Smart Contract Vulnerabilities
Money Protocol operates as a set of smart contracts executing on a blockchain. A bug or a hack of these contracts that results in losses can never be completely excluded. Nevertheless, Money Protocol is based on pre-audited contracts, [see Security Audit]. These pre-audited smart contracts have operated in mainnet environments for a significant period, proving a level of high confidence in their robustness and security.
Depeg Risk
BPD to USD peg risk - BPD is not 100% guaranteed to stay 1-to-1 in value to 1 USD at all times, stemming from market-based activity to manipulate the BPD 1-to-1 peg. Money Protocol addresses this risk by allowing redemption of below-market value BPD for $1 value worth of Bitcoin to remove some BPD off the market limiting circulating supply and therefore increasing its price back up to $1. Conversely, overpriced BPD would reach a natural limit of $1.10. In the unlikely scenario where the value of 1 BPD exceeds $1.10, arbitrageurs can lock up $110 worth of Bitcoin, take out a loan of 100 BPD, and sell it for a profit. See price floor stability and redemptions for more info.
System insolvency
System insolvency is defined by the total system collateral ratio being less than 100%. This risk can play out if BTC price drops at a rate faster than when the system can react and process liquidations. For example, BTC price dropping by 30% in less than 15 min can cause system insolvency - a highly improbable event but we want to state here to illustrate a potential risk regardless of how improbable. For context to the aforementioned unlikely scenario, should it occur, we would expect the BTC price to rebound quickly to previous price levels due to its innate demand and liquidity as a hard asset allowing Money Protocol to return to solvency.
Oracle Risk
To get RBTC/USD price data Money Protocol relies on an oracle system provided by Money-On-Chain (MOC) price feed and RSK Oracle price feed as a secondary back-up price Oracle.

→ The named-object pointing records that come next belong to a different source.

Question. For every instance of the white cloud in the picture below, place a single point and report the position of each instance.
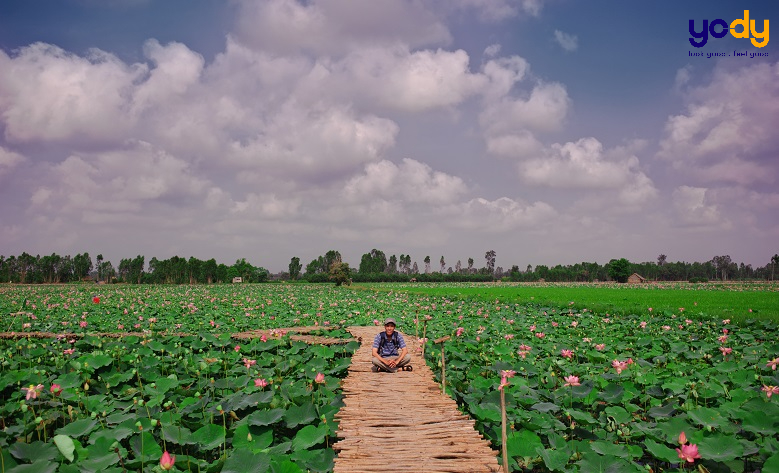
(728, 130)
(501, 215)
(411, 182)
(9, 160)
(49, 94)
(692, 209)
(335, 27)
(566, 41)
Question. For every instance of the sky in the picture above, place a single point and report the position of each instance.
(550, 131)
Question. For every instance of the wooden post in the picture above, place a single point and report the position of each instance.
(503, 429)
(443, 363)
(424, 334)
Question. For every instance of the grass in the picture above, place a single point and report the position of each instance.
(736, 301)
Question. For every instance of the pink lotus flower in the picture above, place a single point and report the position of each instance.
(688, 453)
(620, 366)
(167, 461)
(572, 381)
(770, 390)
(33, 391)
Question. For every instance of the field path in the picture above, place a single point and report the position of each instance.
(401, 422)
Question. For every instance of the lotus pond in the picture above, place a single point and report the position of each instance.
(591, 392)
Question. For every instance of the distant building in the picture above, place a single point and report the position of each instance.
(636, 278)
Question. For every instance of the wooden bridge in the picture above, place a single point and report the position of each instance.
(401, 422)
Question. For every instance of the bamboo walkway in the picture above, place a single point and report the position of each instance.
(401, 422)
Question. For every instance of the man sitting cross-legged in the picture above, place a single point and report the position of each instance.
(389, 350)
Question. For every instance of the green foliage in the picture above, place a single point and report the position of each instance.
(619, 270)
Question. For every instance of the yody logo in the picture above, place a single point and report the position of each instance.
(747, 25)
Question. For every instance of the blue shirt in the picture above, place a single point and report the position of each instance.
(389, 348)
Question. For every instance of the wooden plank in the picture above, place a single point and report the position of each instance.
(401, 419)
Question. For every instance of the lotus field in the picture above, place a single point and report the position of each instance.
(148, 378)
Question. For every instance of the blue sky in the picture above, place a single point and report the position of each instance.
(553, 132)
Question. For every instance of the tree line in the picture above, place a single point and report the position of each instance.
(374, 266)
(52, 269)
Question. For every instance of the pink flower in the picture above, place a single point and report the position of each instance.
(572, 381)
(167, 461)
(33, 391)
(620, 366)
(688, 452)
(768, 390)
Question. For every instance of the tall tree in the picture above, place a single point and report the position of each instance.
(619, 270)
(294, 268)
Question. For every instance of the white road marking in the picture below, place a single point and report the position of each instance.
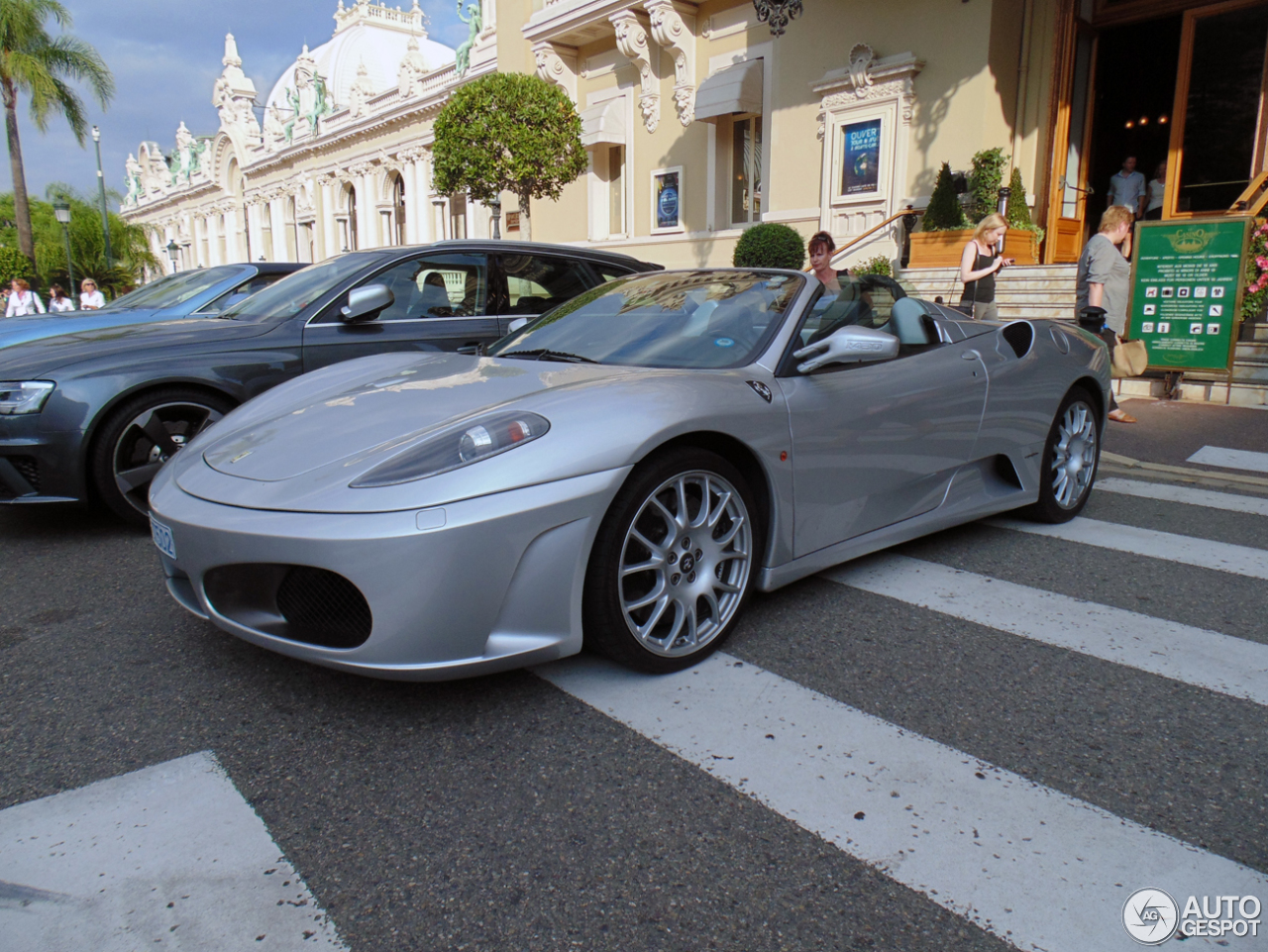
(1187, 494)
(1026, 862)
(1204, 553)
(1194, 656)
(1231, 459)
(170, 856)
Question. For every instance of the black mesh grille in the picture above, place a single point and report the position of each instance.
(324, 607)
(30, 470)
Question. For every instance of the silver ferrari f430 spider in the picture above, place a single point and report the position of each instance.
(619, 473)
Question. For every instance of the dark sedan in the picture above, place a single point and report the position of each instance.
(203, 291)
(94, 413)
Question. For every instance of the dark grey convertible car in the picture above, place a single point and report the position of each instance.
(96, 412)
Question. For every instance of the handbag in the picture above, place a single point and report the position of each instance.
(1128, 359)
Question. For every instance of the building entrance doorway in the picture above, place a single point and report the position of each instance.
(1176, 81)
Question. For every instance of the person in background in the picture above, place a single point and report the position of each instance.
(1127, 188)
(23, 300)
(1105, 280)
(58, 299)
(822, 248)
(1157, 190)
(90, 298)
(979, 265)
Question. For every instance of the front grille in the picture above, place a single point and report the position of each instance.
(324, 607)
(297, 602)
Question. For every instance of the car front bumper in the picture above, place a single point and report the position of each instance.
(467, 588)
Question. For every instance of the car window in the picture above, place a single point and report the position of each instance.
(865, 300)
(174, 289)
(537, 282)
(240, 293)
(299, 289)
(436, 285)
(667, 318)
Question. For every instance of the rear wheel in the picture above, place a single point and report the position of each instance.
(673, 563)
(140, 436)
(1070, 458)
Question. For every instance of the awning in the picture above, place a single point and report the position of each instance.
(603, 123)
(736, 89)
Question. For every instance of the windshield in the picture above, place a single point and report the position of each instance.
(174, 289)
(299, 289)
(684, 320)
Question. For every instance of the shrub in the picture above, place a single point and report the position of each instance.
(984, 181)
(880, 265)
(770, 245)
(943, 212)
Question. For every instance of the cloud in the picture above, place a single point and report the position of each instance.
(165, 58)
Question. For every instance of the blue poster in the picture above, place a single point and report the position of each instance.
(667, 200)
(860, 159)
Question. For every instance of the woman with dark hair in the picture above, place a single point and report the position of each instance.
(820, 248)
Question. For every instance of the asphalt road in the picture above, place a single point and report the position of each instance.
(502, 812)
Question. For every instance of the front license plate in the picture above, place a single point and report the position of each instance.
(162, 538)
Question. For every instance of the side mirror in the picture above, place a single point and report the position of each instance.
(366, 303)
(848, 345)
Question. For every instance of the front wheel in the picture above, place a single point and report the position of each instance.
(1070, 458)
(143, 435)
(673, 563)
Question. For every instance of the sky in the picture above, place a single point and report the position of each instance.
(165, 55)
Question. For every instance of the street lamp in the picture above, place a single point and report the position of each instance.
(100, 189)
(62, 209)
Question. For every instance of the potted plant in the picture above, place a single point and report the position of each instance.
(943, 231)
(1023, 236)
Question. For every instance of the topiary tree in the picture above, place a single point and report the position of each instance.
(14, 264)
(508, 132)
(770, 245)
(984, 180)
(943, 212)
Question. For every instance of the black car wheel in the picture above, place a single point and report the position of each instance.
(143, 435)
(673, 563)
(1070, 458)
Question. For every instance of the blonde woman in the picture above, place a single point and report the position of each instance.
(979, 265)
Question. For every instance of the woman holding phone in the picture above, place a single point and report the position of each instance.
(979, 264)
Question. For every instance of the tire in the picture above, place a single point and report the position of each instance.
(1070, 457)
(140, 436)
(688, 580)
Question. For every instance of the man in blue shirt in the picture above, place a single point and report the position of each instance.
(1127, 188)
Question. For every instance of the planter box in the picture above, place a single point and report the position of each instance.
(943, 249)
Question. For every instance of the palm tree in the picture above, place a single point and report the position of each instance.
(42, 67)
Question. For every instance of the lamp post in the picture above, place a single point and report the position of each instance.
(62, 209)
(100, 189)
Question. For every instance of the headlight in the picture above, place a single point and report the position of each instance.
(24, 395)
(458, 447)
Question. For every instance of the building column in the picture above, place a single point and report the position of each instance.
(277, 226)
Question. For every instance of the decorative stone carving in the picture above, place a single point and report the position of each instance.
(234, 95)
(413, 67)
(632, 40)
(674, 31)
(557, 63)
(361, 93)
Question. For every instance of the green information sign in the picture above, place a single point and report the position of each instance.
(1186, 291)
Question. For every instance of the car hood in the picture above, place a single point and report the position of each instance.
(301, 445)
(39, 357)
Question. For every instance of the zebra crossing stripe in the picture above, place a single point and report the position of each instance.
(1026, 862)
(1194, 656)
(1187, 494)
(166, 857)
(1203, 553)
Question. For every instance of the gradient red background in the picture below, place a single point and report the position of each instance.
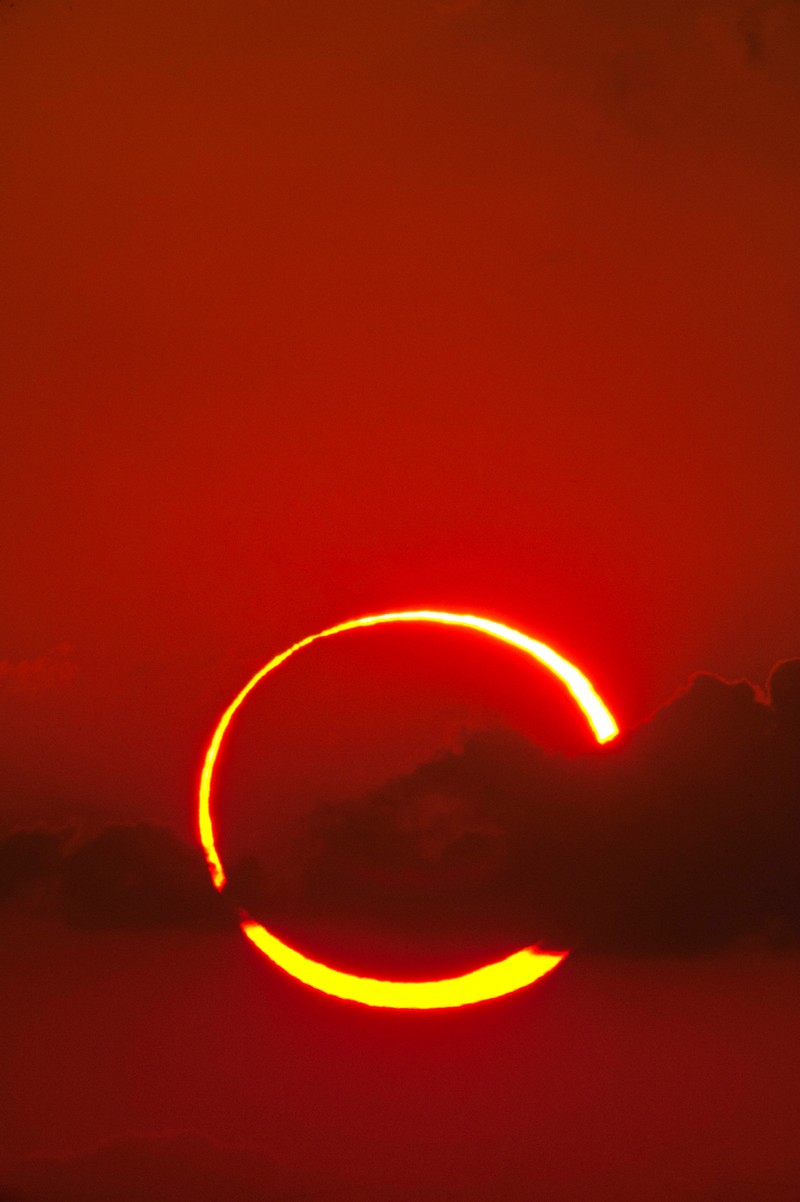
(311, 310)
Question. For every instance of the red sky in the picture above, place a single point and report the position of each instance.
(311, 310)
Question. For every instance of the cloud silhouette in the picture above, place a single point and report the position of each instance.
(680, 837)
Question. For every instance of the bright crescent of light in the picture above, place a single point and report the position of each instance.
(490, 981)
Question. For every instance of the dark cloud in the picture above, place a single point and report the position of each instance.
(681, 837)
(29, 855)
(172, 1167)
(29, 678)
(141, 876)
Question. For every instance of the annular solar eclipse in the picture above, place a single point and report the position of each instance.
(489, 981)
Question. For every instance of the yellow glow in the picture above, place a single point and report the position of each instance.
(491, 980)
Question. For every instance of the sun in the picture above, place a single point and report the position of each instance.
(483, 983)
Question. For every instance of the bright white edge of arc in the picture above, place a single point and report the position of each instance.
(490, 981)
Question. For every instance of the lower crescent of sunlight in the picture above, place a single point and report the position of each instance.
(490, 981)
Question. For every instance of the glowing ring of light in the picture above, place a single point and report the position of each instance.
(490, 981)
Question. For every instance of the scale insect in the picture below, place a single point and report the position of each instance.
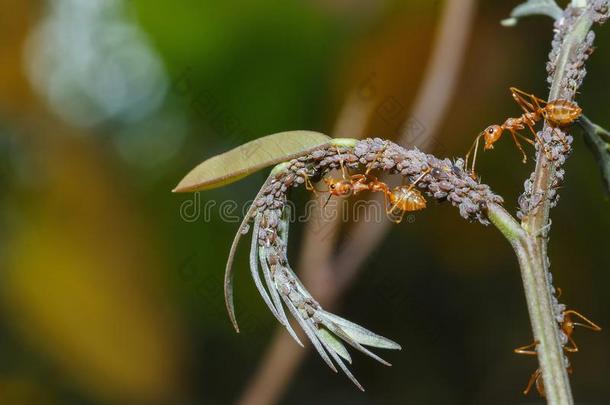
(398, 200)
(567, 327)
(557, 113)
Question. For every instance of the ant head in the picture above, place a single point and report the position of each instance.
(491, 134)
(567, 326)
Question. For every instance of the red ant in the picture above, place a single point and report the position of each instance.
(402, 198)
(557, 113)
(567, 326)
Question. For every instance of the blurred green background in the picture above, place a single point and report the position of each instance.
(109, 296)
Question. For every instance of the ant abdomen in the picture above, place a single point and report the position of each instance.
(561, 113)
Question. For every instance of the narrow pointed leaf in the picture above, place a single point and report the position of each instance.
(308, 329)
(254, 268)
(360, 334)
(275, 296)
(342, 365)
(250, 157)
(228, 282)
(332, 341)
(337, 330)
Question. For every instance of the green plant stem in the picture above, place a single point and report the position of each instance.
(597, 140)
(539, 302)
(529, 240)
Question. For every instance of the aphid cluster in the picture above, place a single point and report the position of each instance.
(557, 113)
(398, 200)
(569, 346)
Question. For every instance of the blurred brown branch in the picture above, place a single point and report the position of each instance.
(327, 275)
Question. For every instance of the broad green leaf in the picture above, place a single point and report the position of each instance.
(250, 157)
(533, 7)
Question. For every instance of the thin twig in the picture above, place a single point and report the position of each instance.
(433, 99)
(328, 278)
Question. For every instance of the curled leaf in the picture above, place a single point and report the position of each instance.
(250, 157)
(334, 343)
(358, 333)
(533, 7)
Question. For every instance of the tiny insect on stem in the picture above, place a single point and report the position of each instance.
(557, 113)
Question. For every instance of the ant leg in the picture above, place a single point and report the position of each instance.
(559, 292)
(519, 98)
(589, 324)
(518, 144)
(573, 348)
(390, 212)
(377, 156)
(475, 146)
(309, 186)
(421, 176)
(533, 379)
(536, 102)
(343, 171)
(538, 139)
(526, 349)
(542, 231)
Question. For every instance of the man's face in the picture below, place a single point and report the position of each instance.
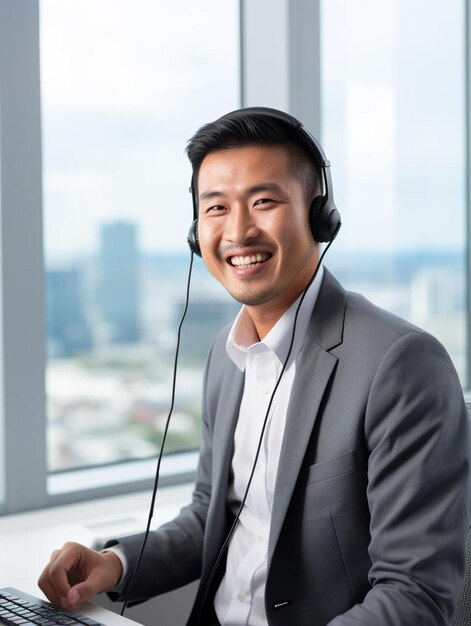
(253, 226)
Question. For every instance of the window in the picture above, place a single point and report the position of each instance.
(394, 127)
(124, 85)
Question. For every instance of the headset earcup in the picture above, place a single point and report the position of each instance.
(324, 222)
(192, 238)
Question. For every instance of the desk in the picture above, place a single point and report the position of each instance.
(27, 539)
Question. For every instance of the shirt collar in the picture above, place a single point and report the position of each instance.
(243, 337)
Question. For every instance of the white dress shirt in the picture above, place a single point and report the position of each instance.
(239, 600)
(240, 597)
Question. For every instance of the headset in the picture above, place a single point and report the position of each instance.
(325, 222)
(324, 217)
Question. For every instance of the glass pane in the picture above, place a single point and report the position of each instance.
(125, 83)
(393, 81)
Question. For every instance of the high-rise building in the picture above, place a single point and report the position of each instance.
(119, 282)
(68, 331)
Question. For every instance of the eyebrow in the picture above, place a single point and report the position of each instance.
(270, 187)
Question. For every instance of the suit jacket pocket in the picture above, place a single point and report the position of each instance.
(334, 487)
(330, 468)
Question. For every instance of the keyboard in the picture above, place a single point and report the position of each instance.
(20, 609)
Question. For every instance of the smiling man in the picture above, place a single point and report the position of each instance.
(333, 481)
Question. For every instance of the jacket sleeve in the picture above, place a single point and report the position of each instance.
(173, 553)
(417, 435)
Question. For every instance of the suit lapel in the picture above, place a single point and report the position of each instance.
(313, 373)
(224, 428)
(223, 444)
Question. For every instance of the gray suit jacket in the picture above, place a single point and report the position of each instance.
(372, 496)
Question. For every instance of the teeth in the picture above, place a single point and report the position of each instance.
(250, 259)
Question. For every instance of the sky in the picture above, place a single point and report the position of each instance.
(125, 83)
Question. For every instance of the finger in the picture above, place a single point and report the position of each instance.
(87, 589)
(46, 587)
(60, 569)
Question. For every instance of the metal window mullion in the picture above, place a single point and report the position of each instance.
(467, 190)
(22, 343)
(304, 23)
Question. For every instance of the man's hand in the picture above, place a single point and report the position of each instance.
(76, 574)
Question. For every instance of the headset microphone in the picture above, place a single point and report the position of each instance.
(325, 223)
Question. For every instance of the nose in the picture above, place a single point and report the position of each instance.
(240, 225)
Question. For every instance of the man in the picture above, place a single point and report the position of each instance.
(340, 427)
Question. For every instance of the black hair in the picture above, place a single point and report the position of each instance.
(239, 129)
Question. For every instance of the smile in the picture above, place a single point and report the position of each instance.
(249, 260)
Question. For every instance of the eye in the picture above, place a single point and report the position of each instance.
(216, 208)
(263, 201)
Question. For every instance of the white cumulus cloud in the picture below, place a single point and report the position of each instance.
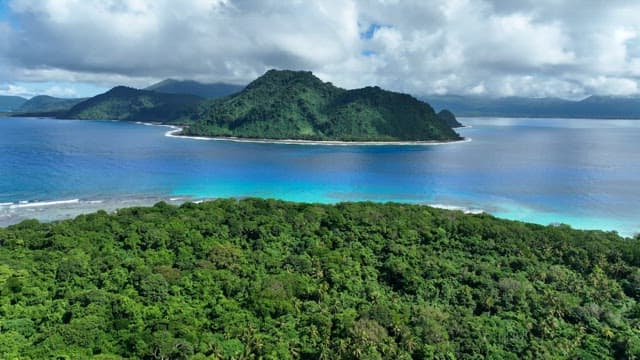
(567, 48)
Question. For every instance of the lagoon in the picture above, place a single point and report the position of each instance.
(585, 173)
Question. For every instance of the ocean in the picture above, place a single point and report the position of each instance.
(580, 172)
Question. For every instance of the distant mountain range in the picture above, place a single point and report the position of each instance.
(613, 107)
(284, 104)
(10, 103)
(48, 103)
(190, 87)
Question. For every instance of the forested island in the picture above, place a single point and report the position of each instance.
(268, 279)
(284, 104)
(281, 104)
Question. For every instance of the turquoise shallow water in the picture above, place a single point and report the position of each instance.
(585, 173)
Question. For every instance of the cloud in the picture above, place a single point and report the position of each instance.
(567, 48)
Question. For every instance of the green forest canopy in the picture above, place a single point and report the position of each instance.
(277, 280)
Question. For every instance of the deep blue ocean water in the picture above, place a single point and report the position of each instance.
(585, 173)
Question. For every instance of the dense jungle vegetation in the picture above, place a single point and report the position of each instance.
(268, 279)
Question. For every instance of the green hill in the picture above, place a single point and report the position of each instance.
(297, 105)
(10, 103)
(48, 103)
(190, 87)
(124, 103)
(449, 119)
(264, 279)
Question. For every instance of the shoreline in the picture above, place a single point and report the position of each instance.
(47, 211)
(175, 130)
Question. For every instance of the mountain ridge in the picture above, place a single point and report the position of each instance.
(285, 104)
(126, 103)
(192, 87)
(47, 103)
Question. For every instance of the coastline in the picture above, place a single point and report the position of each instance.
(175, 130)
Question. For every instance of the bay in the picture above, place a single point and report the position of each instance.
(585, 173)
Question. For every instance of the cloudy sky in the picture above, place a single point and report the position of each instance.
(565, 48)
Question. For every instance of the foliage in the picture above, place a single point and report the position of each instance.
(123, 103)
(208, 91)
(44, 103)
(275, 280)
(298, 105)
(449, 118)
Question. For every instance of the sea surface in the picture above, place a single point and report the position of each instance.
(585, 173)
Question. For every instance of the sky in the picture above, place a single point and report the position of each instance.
(532, 48)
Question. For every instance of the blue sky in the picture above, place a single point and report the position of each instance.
(569, 49)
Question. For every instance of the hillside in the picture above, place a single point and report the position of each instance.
(123, 103)
(48, 103)
(190, 87)
(449, 118)
(276, 280)
(10, 103)
(592, 107)
(297, 105)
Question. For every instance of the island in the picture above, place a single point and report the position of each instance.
(280, 105)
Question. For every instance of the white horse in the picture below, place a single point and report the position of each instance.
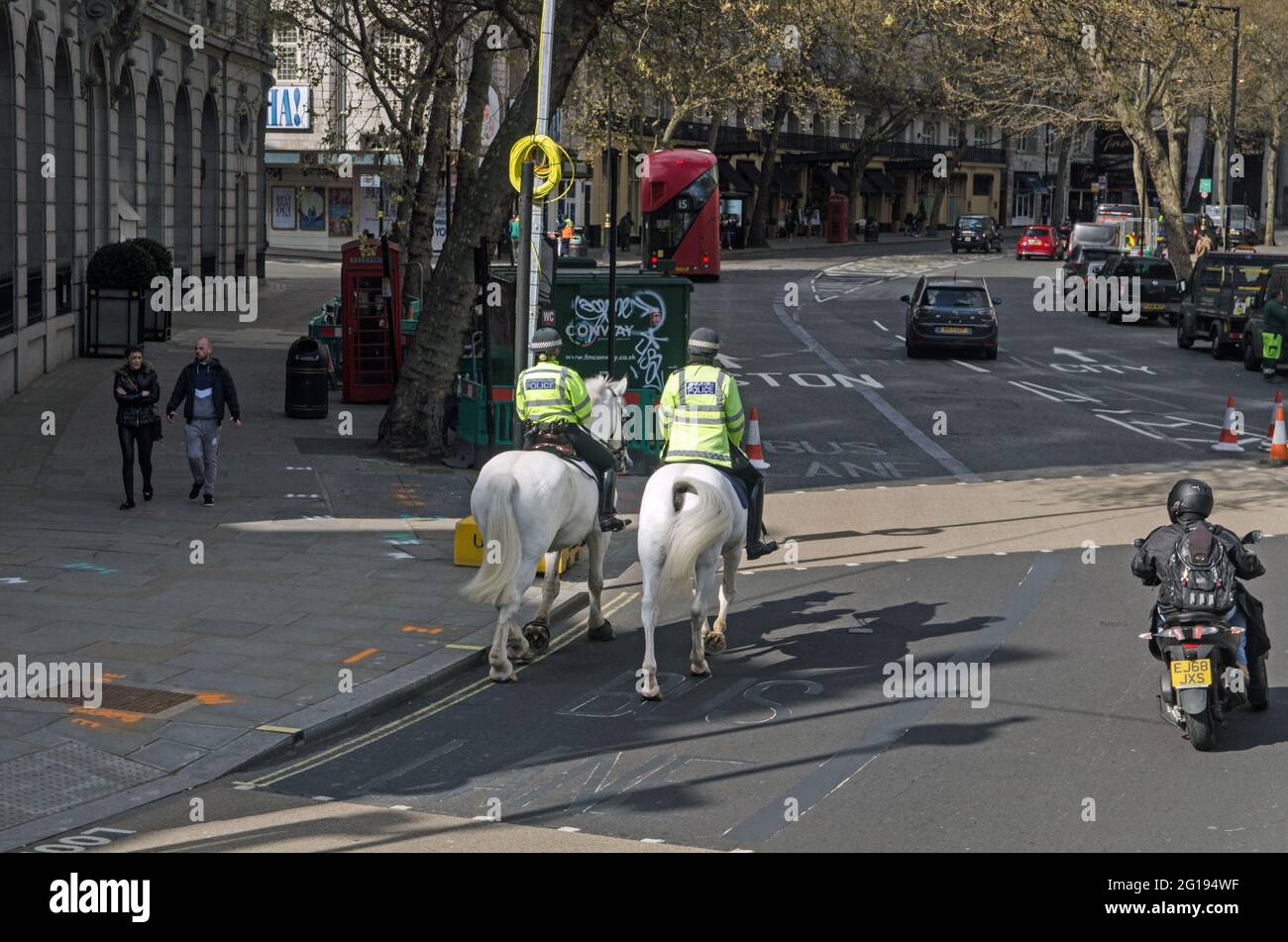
(690, 516)
(528, 504)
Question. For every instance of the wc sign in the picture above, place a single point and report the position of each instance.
(290, 108)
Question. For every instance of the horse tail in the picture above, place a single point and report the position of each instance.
(696, 529)
(493, 583)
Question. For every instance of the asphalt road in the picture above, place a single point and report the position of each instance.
(795, 744)
(1068, 392)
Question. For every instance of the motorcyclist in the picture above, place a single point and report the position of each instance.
(1188, 502)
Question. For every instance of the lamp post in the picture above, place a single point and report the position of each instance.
(1234, 89)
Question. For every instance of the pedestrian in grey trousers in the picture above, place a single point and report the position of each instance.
(205, 387)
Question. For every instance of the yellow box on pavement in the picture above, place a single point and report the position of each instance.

One of the primary risks associated with price oracles is the potential for price manipulation. Attackers can exploit vulnerabilities in Oracle systems to manipulate the price feed, leading to inaccurate asset prices that can cause incorrect liquidations.
MOC Oracle mitigates price attacks through economic incentives, price data consensus, and decentralization among its price providers. More information on its design and resilience can be found here.
For redundancy, Money Protocol also diversifies its oracle price feeds. In addition to MOC, Money Protocol utilizes RSK Oracle provided by IOV Labs should the MOC Oracle fail to provide a price feed when called for a price at a given time.
The above speaks more towards exploiting oracles. Regarding market manipulation of the Bitcoin price, it is worth noting that a price manipulation attack on Bitcoin itself is much harder to achieve by a malicious actor due to Bitcoin’s high liquidity, overall trading volume, and market depth.